Ante el nuevo material, mi padre guardó silencio, pues desconocía las letras, para corearlas, como gusta de hacer con todos los grandes éxitos de sus ídolos, Leonardo en un lugar muy especial. Pero escuchó atento y conmovido, como si se tratara de un viejo amigo que visita en la hora final. Era el espíritu de Cohen, volando por toda la habitación, mi madre también asombrada de las oraciones contenidas en esas canciones.
Y así, asombrosamente, fui testigo por última vez de la hermandad de estas dos almas creativas, José Agustín y Leonard Cohen, cuando de pronto, sin conocer la canción, mi padre comenzó a cantar el coro de “Treaty”, donde Cohen arranca quejándose con Jesucristo de que su vino ya no lo embriaga.

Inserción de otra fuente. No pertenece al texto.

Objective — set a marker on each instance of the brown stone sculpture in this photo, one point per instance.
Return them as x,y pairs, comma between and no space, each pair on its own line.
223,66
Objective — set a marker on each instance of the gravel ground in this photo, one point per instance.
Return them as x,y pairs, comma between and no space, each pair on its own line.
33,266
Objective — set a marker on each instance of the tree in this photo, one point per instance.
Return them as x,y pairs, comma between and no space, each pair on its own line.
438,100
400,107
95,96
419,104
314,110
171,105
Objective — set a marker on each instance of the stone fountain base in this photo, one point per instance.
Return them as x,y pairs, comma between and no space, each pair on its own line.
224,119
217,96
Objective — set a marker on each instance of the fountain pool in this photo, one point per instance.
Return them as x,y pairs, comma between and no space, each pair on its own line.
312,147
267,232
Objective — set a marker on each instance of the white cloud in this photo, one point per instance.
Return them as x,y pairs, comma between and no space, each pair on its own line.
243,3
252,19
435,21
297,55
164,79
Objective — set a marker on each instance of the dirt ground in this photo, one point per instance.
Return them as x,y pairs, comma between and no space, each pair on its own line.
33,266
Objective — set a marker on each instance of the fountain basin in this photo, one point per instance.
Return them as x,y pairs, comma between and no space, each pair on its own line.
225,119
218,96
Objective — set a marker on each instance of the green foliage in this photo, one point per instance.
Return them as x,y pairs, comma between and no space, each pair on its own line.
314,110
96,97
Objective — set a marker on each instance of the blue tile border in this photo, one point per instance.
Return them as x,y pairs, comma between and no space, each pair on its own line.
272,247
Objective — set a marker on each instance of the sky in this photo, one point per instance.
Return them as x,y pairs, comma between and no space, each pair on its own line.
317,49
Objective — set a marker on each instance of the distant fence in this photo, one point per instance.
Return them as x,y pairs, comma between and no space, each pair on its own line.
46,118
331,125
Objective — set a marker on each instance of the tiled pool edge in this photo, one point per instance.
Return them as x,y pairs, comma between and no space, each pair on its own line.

Pero mi jefe comprendió, cachándola en el aire, antes que yo, que también se trata de una canción de amor (“I wish there was a treaty, beetwen your love and mine”) donde se ruega por un tratado de paz entre los amantes, entre la guerra y la paz del amor, donde todo se vale. Cohen y mi father suspiraron sincronizados por un pacto entre aquellos que dicen amarse, una firma que ponga fin a las distancias, discusiones y peleas inútiles. Pensé en lo mucho que lo he visto batallar con mi madre, también pensé en mis propias batallas y las de todas las parejas que he conocido, con sus guerrillas internas, caseras e intrascendentes, y en mis primeros altercados con Karen, generalmente por celos, y escuché la canción, y también anhelé ese tratado de paz entre las parejas de buen corazón.